Le indagini condotte dai carabinieri del reparto operativo di Napoli hanno portato a un processo che coinvolge sei persone, tra cui due docenti dell’Università di Salerno. Quest’ateneo è stato identificato come una delle parti offese che potrebbe costituirsi in giudizio. In particolare, sono accusati l’ex docente Gianfranco Rizzo, che fino a qualche anno fa era professore ordinario di Macchine e sistemi energetici presso il dipartimento di Studi di Salerno, prima di assumere il ruolo di amministratore della E-Proin srl, impegnata nello sviluppo di un’auto a energia ibrida. Tra gli imputati figura anche Francesco Antonio Tiano, assegnista di ricerca presso il Dipartimento di Ingegneria industriale di Salerno, descritto come collaboratore di Rizzo nel progetto europeo, in cui ha avuto un ruolo attivo.

La difesa

Rappresentati dagli avvocati Mario Papa e Ilca Meloro, i due studiosi e ricercatori hanno collaborato pienamente alle indagini, mostrando fiducia nella possibilità di dimostrare la correttezza delle loro azioni. Tuttavia, la Procura ha richiesto il processo anche per Matteo Marino, amministratore della E-Proinn srl, che era «in costante contatto con Izzo per la realizzazione del progetto»; e per Enrico Bianconi, Claudia Bonaccorso e Gregorio Iuzzolino, dipendenti della Megapron Technologies Corporation Italia srl, società identificata come «proprietaria della Polo, capofila del progetto Life Save». È importante sottolineare che la richiesta di rinvio a giudizio rappresenta un tentativo di accertare un’ipotesi di accusa, e gli imputati devono essere considerati innocenti fino a prova contraria.

Le problematiche

Un veicolo convertito in ibrido solare, con l’installazione della batteria al litio Tb-803, nonostante si fosse a conoscenza delle sue criticità; l’auto non era dotata di alcun test e presentava un solo Bms (sistema di gestione della batteria), tra l’altro non funzionante. In altre parole, i due ricercatori non potevano prevedere di trovarsi a bordo di una sorta di bomba pronta a esplodere. Si trattava di un’auto insicura che, per puro caso, non ha coinvolto altri conducenti o passeggeri in transito nell’area collinare di Napoli.

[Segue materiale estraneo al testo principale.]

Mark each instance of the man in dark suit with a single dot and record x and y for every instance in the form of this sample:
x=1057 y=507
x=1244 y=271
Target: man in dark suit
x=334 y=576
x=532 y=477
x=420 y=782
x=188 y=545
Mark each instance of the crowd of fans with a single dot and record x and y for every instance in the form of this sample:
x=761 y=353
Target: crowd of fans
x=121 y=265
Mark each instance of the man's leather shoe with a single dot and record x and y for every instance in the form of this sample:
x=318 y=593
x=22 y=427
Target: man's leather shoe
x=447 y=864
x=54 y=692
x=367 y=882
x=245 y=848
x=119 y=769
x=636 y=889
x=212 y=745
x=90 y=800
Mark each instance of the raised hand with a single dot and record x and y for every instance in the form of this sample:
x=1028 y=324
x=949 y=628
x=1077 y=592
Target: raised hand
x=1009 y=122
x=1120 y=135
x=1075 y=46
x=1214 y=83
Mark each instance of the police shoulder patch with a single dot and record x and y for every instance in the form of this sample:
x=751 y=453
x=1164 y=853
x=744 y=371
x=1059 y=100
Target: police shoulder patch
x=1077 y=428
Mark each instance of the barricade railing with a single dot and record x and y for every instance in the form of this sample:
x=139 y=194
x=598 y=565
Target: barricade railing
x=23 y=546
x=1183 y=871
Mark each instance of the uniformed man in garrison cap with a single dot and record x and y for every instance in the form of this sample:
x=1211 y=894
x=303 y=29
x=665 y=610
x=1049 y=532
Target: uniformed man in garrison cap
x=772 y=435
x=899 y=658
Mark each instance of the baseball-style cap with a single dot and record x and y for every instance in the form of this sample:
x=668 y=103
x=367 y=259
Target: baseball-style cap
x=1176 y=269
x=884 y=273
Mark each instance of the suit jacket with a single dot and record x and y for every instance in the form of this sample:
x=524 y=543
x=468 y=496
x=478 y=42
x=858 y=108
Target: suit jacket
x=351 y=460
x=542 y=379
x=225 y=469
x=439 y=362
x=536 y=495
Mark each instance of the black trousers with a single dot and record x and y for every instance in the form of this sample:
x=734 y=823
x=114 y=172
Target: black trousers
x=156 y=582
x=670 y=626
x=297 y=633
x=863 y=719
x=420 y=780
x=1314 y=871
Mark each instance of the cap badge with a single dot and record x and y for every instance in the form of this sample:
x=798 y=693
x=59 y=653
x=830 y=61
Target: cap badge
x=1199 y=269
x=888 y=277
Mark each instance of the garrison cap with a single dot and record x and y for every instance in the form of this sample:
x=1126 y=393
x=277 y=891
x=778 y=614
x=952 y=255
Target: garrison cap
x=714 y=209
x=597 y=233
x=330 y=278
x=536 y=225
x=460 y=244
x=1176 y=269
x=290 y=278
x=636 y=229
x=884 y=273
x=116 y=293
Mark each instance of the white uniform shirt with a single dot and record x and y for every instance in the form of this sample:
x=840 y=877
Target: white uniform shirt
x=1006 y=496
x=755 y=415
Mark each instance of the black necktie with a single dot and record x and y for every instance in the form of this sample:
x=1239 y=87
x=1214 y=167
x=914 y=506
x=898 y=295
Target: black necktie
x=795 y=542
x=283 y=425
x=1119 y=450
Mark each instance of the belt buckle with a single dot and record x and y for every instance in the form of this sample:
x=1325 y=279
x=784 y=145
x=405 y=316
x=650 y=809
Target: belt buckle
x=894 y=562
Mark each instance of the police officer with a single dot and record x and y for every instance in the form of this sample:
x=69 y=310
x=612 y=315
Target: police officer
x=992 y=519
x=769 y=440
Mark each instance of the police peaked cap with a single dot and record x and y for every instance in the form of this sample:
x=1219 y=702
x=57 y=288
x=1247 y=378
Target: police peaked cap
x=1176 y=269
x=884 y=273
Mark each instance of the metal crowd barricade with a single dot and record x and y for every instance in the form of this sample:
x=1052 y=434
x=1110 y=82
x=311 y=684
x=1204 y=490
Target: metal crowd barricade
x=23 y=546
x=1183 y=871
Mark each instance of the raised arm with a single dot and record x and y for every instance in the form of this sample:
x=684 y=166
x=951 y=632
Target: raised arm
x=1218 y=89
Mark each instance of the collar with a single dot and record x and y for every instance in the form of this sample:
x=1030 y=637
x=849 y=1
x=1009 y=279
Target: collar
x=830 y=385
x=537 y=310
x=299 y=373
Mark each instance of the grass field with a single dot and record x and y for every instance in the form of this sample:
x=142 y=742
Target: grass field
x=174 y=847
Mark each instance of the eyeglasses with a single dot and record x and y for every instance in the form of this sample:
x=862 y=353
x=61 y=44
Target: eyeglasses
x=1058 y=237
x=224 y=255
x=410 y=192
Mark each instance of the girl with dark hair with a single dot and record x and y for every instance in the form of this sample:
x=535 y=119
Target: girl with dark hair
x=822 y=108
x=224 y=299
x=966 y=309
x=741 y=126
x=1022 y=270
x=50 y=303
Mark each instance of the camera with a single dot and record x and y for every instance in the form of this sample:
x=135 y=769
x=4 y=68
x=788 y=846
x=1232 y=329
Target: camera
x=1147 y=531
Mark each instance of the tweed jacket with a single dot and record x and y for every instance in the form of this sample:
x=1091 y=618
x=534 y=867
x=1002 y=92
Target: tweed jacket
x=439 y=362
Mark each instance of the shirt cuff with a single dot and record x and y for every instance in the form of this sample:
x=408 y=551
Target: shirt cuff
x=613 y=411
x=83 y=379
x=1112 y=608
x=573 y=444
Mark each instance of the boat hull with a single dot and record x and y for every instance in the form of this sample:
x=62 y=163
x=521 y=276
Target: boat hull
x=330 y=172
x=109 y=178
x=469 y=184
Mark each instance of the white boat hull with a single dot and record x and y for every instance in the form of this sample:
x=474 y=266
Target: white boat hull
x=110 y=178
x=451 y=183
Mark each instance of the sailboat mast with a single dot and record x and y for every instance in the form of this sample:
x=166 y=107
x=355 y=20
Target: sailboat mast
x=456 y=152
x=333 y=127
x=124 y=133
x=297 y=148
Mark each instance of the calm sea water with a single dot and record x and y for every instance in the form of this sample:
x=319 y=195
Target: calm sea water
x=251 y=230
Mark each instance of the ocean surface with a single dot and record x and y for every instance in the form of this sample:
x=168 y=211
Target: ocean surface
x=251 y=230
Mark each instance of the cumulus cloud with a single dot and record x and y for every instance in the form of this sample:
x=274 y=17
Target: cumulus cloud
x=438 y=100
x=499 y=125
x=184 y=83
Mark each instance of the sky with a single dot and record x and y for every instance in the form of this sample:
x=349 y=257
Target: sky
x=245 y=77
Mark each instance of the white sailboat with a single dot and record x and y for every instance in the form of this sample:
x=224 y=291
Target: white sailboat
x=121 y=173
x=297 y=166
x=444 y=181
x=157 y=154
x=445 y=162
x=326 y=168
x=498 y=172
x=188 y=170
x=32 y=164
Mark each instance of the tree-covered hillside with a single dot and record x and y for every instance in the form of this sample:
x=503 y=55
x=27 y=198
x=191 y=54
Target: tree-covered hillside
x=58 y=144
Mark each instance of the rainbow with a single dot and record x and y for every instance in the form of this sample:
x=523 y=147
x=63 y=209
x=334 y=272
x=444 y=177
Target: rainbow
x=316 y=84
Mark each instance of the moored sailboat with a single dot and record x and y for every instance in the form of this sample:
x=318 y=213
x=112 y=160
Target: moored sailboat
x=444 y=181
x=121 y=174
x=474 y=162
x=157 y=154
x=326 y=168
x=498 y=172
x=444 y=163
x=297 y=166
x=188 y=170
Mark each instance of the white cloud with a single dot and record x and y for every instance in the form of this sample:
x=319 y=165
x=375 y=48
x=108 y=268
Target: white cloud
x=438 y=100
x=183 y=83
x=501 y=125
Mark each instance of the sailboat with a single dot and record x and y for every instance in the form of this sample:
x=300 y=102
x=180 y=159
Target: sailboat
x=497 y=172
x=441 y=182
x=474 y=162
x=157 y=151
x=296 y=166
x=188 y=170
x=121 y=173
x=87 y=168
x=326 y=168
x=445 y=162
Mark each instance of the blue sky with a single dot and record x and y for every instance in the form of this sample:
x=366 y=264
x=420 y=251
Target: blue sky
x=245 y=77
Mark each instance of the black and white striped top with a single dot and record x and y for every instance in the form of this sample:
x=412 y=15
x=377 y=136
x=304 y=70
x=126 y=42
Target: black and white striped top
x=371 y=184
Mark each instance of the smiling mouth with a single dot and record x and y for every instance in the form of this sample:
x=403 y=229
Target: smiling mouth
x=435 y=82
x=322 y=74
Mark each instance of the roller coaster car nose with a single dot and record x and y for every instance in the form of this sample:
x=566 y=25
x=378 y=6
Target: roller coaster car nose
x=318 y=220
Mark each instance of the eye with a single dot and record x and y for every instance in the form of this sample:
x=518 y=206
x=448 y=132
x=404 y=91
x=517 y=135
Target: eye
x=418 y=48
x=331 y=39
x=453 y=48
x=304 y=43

A proposito di imprudenza, Rizzo, Tiano e Marino sono attualmente accusati di aver «fornito l’autovettura al Cnr di Napoli, posizionando la batteria al litio in diretto contatto con tutte le strumentazioni interne del veicolo prototipo, senza adottare alcuna misura di sicurezza per proteggere gli occupanti dell’abitacolo». Un aspetto particolarmente preoccupante riguarda la consapevolezza delle problematiche evidenziate: «Non è stata implementata alcuna misura di sicurezza per tutelare gli occupanti dell’abitacolo in caso di esplosione della batteria e delle attrezzature, nonostante si fosse a conoscenza delle criticità della batteria, che si erano manifestate, e del suo potenziale malfunzionamento».